With the cells blocking vital pathways, this can lead to a higher risk of strokes and dangerous heart conditions, researchers found. The scientists hope their findings will bolster public awareness into the dangers of poor sleep. Renowned expert Professor Matthew Walker led the research team. The author of the international bestseller Why We Sleep and an academic at University of California, said: “Improving sleep may offer a novel way to reduce inflammation and thus reduce the risk.

“These findings may help inform public health guidelines that seek to increase the continuity of sleep as a way to improve health and decrease the burden of heart disease on society.”

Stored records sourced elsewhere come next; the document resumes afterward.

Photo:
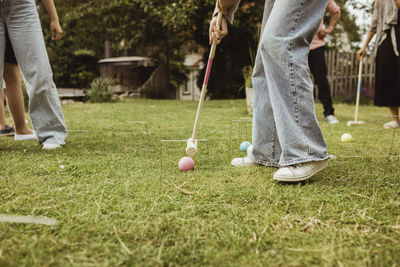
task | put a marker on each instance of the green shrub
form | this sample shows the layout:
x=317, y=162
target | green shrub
x=100, y=90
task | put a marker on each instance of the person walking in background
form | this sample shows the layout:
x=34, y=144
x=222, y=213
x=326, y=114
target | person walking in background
x=21, y=19
x=317, y=62
x=286, y=133
x=386, y=26
x=15, y=98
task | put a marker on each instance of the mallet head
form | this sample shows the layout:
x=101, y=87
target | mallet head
x=191, y=147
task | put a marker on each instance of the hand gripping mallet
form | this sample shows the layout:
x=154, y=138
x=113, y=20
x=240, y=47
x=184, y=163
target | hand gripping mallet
x=191, y=148
x=357, y=122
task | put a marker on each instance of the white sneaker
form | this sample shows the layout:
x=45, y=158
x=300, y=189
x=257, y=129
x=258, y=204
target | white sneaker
x=300, y=172
x=51, y=146
x=391, y=125
x=24, y=137
x=331, y=119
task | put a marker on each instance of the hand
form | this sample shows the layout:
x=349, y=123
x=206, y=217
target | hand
x=56, y=30
x=361, y=53
x=324, y=32
x=217, y=33
x=224, y=5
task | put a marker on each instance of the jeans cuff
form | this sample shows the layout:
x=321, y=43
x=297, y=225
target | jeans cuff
x=267, y=163
x=302, y=160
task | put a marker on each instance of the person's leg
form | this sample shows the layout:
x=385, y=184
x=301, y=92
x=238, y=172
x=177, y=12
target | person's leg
x=2, y=49
x=395, y=113
x=319, y=70
x=284, y=50
x=3, y=121
x=27, y=40
x=265, y=149
x=15, y=98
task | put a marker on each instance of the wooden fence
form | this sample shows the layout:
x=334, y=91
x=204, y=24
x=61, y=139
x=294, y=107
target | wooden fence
x=343, y=74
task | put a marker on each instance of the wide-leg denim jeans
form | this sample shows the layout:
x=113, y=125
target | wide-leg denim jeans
x=22, y=21
x=285, y=127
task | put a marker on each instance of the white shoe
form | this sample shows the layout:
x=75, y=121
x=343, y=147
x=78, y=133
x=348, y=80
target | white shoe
x=300, y=172
x=51, y=146
x=243, y=162
x=391, y=125
x=24, y=137
x=331, y=119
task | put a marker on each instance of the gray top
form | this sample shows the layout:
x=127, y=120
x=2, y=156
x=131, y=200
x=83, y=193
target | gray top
x=384, y=18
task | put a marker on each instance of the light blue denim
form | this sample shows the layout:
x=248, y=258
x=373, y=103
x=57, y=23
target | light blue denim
x=22, y=21
x=285, y=128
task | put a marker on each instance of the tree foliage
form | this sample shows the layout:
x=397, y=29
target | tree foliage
x=165, y=29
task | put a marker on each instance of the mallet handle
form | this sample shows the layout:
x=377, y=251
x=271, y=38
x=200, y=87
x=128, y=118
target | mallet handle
x=205, y=83
x=358, y=89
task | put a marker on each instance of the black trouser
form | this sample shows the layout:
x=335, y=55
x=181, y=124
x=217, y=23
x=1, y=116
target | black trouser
x=318, y=69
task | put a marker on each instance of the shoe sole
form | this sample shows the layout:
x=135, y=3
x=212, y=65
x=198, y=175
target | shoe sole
x=303, y=178
x=25, y=138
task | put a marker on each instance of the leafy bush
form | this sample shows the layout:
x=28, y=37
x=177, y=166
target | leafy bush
x=100, y=90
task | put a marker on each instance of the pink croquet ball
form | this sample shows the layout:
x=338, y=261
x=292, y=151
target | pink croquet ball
x=186, y=164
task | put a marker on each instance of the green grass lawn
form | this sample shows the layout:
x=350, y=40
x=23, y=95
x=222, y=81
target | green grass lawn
x=116, y=205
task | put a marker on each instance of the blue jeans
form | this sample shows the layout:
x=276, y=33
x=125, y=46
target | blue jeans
x=285, y=127
x=22, y=21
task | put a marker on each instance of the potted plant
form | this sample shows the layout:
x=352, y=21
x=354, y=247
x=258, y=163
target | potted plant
x=248, y=84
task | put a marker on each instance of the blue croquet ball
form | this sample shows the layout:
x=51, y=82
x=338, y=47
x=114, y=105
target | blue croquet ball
x=244, y=146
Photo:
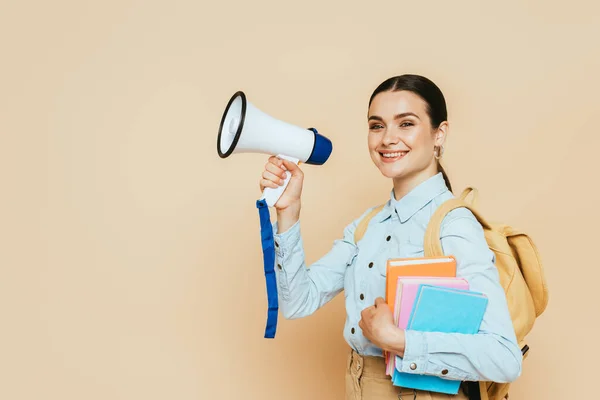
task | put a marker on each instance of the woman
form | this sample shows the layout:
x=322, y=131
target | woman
x=408, y=125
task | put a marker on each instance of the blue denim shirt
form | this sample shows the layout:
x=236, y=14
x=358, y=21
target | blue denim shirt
x=360, y=271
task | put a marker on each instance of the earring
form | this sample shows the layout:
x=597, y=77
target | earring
x=438, y=151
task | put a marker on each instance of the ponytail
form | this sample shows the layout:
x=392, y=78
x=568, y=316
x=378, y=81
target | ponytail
x=441, y=169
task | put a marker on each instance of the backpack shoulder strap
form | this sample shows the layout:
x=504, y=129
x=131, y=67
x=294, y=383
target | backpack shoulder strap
x=431, y=243
x=361, y=228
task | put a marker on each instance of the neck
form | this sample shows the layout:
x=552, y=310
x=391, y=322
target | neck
x=403, y=185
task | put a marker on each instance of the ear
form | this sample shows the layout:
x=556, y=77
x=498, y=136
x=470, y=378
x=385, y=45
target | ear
x=441, y=133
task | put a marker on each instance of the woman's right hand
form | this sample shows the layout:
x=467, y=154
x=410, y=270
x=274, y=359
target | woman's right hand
x=273, y=176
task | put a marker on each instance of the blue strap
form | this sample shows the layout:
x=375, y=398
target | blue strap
x=266, y=235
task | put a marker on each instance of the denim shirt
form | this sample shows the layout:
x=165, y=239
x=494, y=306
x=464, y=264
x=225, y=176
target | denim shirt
x=360, y=271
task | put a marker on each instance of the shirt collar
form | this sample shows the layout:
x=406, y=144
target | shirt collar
x=414, y=200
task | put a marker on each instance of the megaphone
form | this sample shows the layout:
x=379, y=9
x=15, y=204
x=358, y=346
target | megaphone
x=246, y=129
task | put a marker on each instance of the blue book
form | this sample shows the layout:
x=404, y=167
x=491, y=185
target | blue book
x=440, y=309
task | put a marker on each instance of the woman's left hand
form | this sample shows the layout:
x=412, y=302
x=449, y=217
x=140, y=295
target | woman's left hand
x=377, y=325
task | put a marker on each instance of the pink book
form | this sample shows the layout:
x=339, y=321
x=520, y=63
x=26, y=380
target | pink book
x=406, y=292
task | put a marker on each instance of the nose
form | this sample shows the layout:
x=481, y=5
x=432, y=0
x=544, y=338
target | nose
x=390, y=137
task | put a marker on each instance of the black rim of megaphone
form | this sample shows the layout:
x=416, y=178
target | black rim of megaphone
x=240, y=127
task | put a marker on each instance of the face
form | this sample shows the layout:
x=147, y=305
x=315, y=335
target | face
x=401, y=139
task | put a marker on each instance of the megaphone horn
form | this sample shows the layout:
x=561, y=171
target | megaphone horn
x=246, y=129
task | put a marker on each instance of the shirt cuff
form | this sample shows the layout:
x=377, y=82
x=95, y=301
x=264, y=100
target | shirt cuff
x=420, y=357
x=415, y=358
x=286, y=241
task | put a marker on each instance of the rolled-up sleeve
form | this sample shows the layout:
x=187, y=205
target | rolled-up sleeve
x=492, y=354
x=304, y=289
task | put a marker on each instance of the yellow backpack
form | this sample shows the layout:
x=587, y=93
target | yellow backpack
x=519, y=266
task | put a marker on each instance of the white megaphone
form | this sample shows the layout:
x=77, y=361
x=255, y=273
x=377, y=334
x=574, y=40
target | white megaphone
x=246, y=129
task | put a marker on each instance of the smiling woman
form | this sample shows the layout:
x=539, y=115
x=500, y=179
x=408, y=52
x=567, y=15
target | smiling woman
x=408, y=125
x=407, y=121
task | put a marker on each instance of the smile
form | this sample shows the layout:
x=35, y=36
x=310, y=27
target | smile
x=392, y=157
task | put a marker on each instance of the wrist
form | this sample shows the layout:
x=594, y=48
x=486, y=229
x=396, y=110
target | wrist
x=396, y=342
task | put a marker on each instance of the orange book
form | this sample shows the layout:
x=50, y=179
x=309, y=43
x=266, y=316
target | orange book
x=420, y=266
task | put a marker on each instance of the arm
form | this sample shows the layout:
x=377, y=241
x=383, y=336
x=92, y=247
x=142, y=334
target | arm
x=302, y=289
x=493, y=353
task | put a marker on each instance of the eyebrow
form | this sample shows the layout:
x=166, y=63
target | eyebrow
x=397, y=116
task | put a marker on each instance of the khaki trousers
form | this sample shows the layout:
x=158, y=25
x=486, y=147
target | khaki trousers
x=366, y=380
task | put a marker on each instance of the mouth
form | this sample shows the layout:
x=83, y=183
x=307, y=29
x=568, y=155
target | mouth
x=389, y=157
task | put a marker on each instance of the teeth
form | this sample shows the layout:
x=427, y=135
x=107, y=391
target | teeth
x=392, y=155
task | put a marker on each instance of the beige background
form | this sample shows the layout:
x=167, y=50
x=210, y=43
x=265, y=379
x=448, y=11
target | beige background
x=124, y=274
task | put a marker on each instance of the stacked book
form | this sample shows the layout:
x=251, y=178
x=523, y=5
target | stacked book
x=426, y=295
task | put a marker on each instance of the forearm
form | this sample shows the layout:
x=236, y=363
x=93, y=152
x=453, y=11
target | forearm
x=477, y=357
x=303, y=290
x=287, y=217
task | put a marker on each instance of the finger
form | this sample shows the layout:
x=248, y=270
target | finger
x=272, y=177
x=264, y=183
x=276, y=170
x=291, y=166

Poor sleeping habits have long been linked to unhealthy hearts, but scientists have not fully grasped why until now.

To measure sleep disruption, Prof Walker’s researchers used both lab-based polysomnography, which records brain waves, blood oxygen levels and heart rate during sleep, and a simple movement detector worn on the wrist over multiple nights.

The researchers used standard blood cell counts to measure levels of white blood cells responsible for blocking pathways.

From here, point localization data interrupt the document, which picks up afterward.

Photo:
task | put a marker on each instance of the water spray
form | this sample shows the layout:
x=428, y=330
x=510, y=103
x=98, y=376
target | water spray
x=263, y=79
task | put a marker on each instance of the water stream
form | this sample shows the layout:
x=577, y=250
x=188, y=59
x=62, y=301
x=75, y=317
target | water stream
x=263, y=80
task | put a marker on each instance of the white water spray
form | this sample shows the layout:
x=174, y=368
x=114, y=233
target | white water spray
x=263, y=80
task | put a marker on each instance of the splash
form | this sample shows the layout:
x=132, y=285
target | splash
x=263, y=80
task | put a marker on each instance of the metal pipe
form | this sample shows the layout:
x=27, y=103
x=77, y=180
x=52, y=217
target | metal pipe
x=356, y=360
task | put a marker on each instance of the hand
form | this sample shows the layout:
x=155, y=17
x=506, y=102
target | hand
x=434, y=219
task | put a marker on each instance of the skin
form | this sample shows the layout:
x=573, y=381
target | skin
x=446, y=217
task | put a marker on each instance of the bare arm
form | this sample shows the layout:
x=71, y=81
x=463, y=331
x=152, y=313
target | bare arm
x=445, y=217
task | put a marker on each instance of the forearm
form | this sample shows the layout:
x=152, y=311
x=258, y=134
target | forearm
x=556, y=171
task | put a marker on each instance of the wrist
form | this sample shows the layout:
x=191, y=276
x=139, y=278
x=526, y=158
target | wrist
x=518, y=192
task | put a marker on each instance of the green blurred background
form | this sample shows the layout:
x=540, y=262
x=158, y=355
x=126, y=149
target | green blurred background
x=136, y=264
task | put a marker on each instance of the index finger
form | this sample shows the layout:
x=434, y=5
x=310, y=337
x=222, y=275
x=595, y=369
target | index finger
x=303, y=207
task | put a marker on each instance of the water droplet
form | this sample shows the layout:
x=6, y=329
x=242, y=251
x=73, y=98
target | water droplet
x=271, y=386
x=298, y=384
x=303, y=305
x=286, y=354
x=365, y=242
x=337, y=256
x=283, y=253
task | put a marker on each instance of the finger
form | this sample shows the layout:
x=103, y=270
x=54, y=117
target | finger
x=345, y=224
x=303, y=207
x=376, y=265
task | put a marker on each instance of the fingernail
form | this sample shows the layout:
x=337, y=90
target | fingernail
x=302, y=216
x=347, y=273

Two white cells in particular, called neutrophils and monocytes, gather in the arteries of those with patchy sleep, it was said.

The team discovered that fragmented sleep, as measured by the wrist detector, predicted higher levels of coronary artery calcium, a measure of inflamed arteries.

They concluded a poor night’s rest led to damaged arteries and worsened inflammation.

Even after accounting for known contributors to artery disease, including age, sex and body mass index, sleep disruption was still found to aggravate inflammation.

Professor Walker added: “These results provide a mechanism to explain the long-standing observation that poor sleep increases the risk of heart disease and stroke, and suggests simple and direct ways to reduce such risk.”

No association was found with participants who reported their own poor sleep when prompted.

This finding suggests that asking patients about their sleep may not be a useful tool for assessing their sleep-related risk of heart disease.

The study by Prof Walker and his team was published in the PLOS Biology journal.